Hydroplaning

Springtime can be a challenging season for driving with the wet weather conditions. Hydroplaning is a dangerous driving situation to avoid, but if you cannot it is best to be prepared.

How To Avoid Hydroplaning

1. Reduce Your Speed

Most automobile safety experts agree that hydroplaning is most likely to occur at speeds greater than thirty-five miles per hour. Drive 10-20 kilometres slower than the speed limit to start, and even slower in heavy rain or windy conditions.  Avoid sudden accelerations at all costs.

2. No Cruise Control

Never use your vehicle’s cruise control function while it is raining or while driving on wet roads. If you were to begin hydroplaning while driving with the cruise control on, it will take additional time for you to disable the function before beginning to regain control of your vehicle. 

3. Avoid Puddles & Standing Water

Try to avoid any place that you can see has collected water. It only takes a small film of water to cause hydroplaning. If you can actually see standing water, it is highly probable that your vehicle will hydroplane as it drives over it.
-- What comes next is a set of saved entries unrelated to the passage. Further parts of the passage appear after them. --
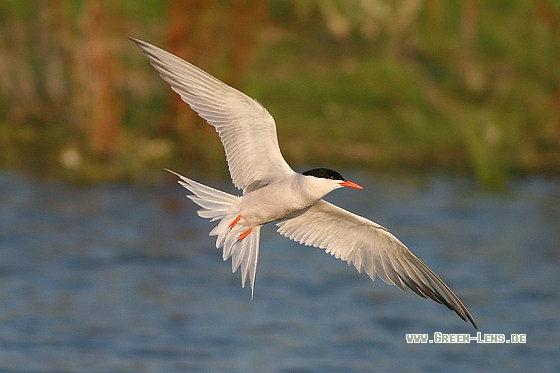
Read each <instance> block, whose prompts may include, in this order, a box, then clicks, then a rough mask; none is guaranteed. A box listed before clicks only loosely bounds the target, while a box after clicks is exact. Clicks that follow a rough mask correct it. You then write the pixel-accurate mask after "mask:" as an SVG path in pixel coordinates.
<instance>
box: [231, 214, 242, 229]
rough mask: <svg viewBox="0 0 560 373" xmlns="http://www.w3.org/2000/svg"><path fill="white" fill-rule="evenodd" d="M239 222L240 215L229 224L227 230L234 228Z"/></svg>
mask: <svg viewBox="0 0 560 373" xmlns="http://www.w3.org/2000/svg"><path fill="white" fill-rule="evenodd" d="M239 220H241V215H238V216H237V217H236V218H235V220H234V221H232V222H231V223H230V224H229V229H230V230H232V229H233V227H235V225H236V224H237V223H239Z"/></svg>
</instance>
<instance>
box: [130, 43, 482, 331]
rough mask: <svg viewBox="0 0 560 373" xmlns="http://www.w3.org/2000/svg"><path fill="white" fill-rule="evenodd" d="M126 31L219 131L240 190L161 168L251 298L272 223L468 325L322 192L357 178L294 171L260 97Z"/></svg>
mask: <svg viewBox="0 0 560 373" xmlns="http://www.w3.org/2000/svg"><path fill="white" fill-rule="evenodd" d="M130 39H131V40H132V41H133V42H135V43H136V45H137V46H138V47H139V48H140V49H141V50H142V53H143V54H144V55H145V56H146V57H147V58H148V60H149V61H150V63H151V64H152V65H153V66H154V67H155V69H156V70H157V71H158V72H159V74H160V76H161V77H162V78H163V80H165V81H166V82H167V83H169V84H170V85H171V88H172V89H173V91H175V92H176V93H178V94H179V95H180V96H181V98H182V99H183V101H185V102H186V103H187V104H189V106H190V107H191V108H192V109H193V110H194V111H196V112H197V113H198V115H199V116H201V117H202V118H204V119H205V120H206V121H207V122H208V123H209V124H210V125H212V126H213V127H214V128H215V129H216V131H217V132H218V134H219V136H220V139H221V141H222V144H223V146H224V150H225V155H226V159H227V162H228V166H229V171H230V174H231V178H232V181H233V184H234V185H235V186H236V187H237V188H238V189H240V190H241V191H242V192H243V193H242V195H241V196H236V195H232V194H229V193H226V192H223V191H220V190H216V189H214V188H211V187H209V186H206V185H203V184H200V183H198V182H196V181H194V180H191V179H189V178H187V177H185V176H182V175H179V174H177V173H175V172H173V171H170V170H168V171H170V172H172V173H174V174H175V175H177V176H178V177H179V179H180V180H179V181H178V182H179V184H181V185H182V186H183V187H185V188H186V189H188V190H189V191H190V192H191V193H192V194H191V195H188V196H187V197H188V198H190V199H191V200H192V201H193V202H194V203H196V204H198V205H199V206H200V207H201V209H200V210H199V211H198V215H199V216H200V217H202V218H206V219H210V220H211V221H218V225H217V226H216V227H215V228H214V229H212V230H211V231H210V235H211V236H217V239H216V248H218V249H220V248H223V259H224V261H226V260H228V259H229V258H231V259H232V271H233V272H236V271H237V269H238V268H241V284H242V286H243V287H245V283H246V280H247V277H248V276H249V277H250V283H251V297H252V296H253V294H254V289H255V278H256V274H257V263H258V257H259V239H260V230H261V227H262V226H263V225H264V224H267V223H271V222H276V225H277V226H278V233H280V234H281V235H283V236H285V237H287V238H289V239H291V240H294V241H296V242H299V243H301V244H304V245H306V246H314V247H318V248H321V249H324V250H325V252H327V253H329V254H331V255H333V256H334V257H335V258H338V259H341V260H344V261H346V262H347V263H348V265H354V266H355V267H356V269H357V270H358V272H360V273H361V272H362V271H364V272H366V273H367V274H368V275H369V277H370V278H371V279H372V280H375V278H376V276H379V278H381V279H382V280H383V281H385V282H386V283H388V284H390V285H395V286H397V287H399V288H400V289H402V290H403V291H406V287H408V288H410V289H411V290H412V291H414V292H415V293H416V294H418V295H419V296H421V297H423V298H427V297H429V298H431V299H433V300H434V301H436V302H437V303H440V304H444V305H445V306H447V307H448V308H449V309H451V310H453V311H455V312H456V313H457V315H459V317H461V318H462V319H463V320H464V321H467V320H468V321H470V322H471V323H472V325H473V326H474V327H475V328H477V325H476V322H475V320H474V318H473V317H472V315H471V314H470V312H469V311H468V310H467V308H466V307H465V305H464V304H463V303H462V302H461V301H460V300H459V298H458V297H457V296H456V295H455V294H454V293H453V291H452V290H451V289H450V288H449V286H447V285H446V284H445V283H444V282H443V281H442V280H441V279H440V278H439V277H438V276H437V275H436V274H435V273H434V272H433V271H432V270H431V269H430V268H428V266H426V265H425V264H424V263H423V262H422V261H421V260H420V259H418V257H416V255H414V254H413V253H412V252H411V251H410V250H409V249H408V248H407V247H406V246H405V245H404V244H403V243H402V242H401V241H399V240H398V239H397V238H396V237H395V236H393V235H392V234H391V233H390V232H389V231H388V230H387V229H386V228H384V227H383V226H381V225H379V224H377V223H374V222H373V221H371V220H368V219H366V218H363V217H361V216H358V215H356V214H353V213H351V212H348V211H346V210H344V209H342V208H340V207H337V206H335V205H333V204H331V203H329V202H326V201H325V200H323V199H322V198H323V197H324V196H325V195H326V194H328V193H330V192H332V191H333V190H335V189H338V188H342V187H348V188H355V189H364V188H363V187H362V186H360V185H358V184H356V183H354V182H351V181H348V180H346V179H344V178H343V177H342V175H341V174H339V173H338V172H336V171H333V170H330V169H327V168H315V169H312V170H309V171H305V172H302V173H298V172H295V171H294V170H293V169H292V168H291V167H290V166H289V165H288V163H287V162H286V161H285V160H284V158H283V156H282V154H281V153H280V148H279V146H278V139H277V135H276V124H275V122H274V118H273V117H272V116H271V115H270V114H269V112H268V111H267V110H266V108H265V107H264V106H263V105H262V104H261V103H259V102H258V101H257V100H254V99H252V98H250V97H249V96H247V95H245V94H244V93H242V92H240V91H238V90H237V89H235V88H232V87H230V86H228V85H226V84H225V83H223V82H221V81H220V80H218V79H216V78H214V77H213V76H211V75H209V74H208V73H206V72H204V71H202V70H201V69H199V68H198V67H196V66H194V65H192V64H190V63H188V62H186V61H184V60H182V59H181V58H179V57H177V56H175V55H173V54H171V53H169V52H166V51H164V50H162V49H160V48H158V47H156V46H154V45H151V44H149V43H147V42H144V41H141V40H138V39H133V38H130Z"/></svg>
Regain Control From Hydroplaning

1. Ease Your Foot Off The Accelerator Immediately

Never use your brakes to respond to hydroplaning. Sudden braking on a wet roadway can cause your car to skid completely out of control.

2. Turn Your Steering Wheel TOWARD The Direction Your Car is Going​

Although this sounds contradictory, this will help your tires realign with the direction your vehicle is travelling and assist you in regaining steering control.

3. Wait Until You Feel Your Tires Re-Connect With The Road​

It will be obvious to the driver when the vehicle has driven out of the hydroplaning situation. From there redirect your vehicle or pull over. 

4. Stay Calm

Hydroplaning can be very traumatic. Take time to stay calm and recover.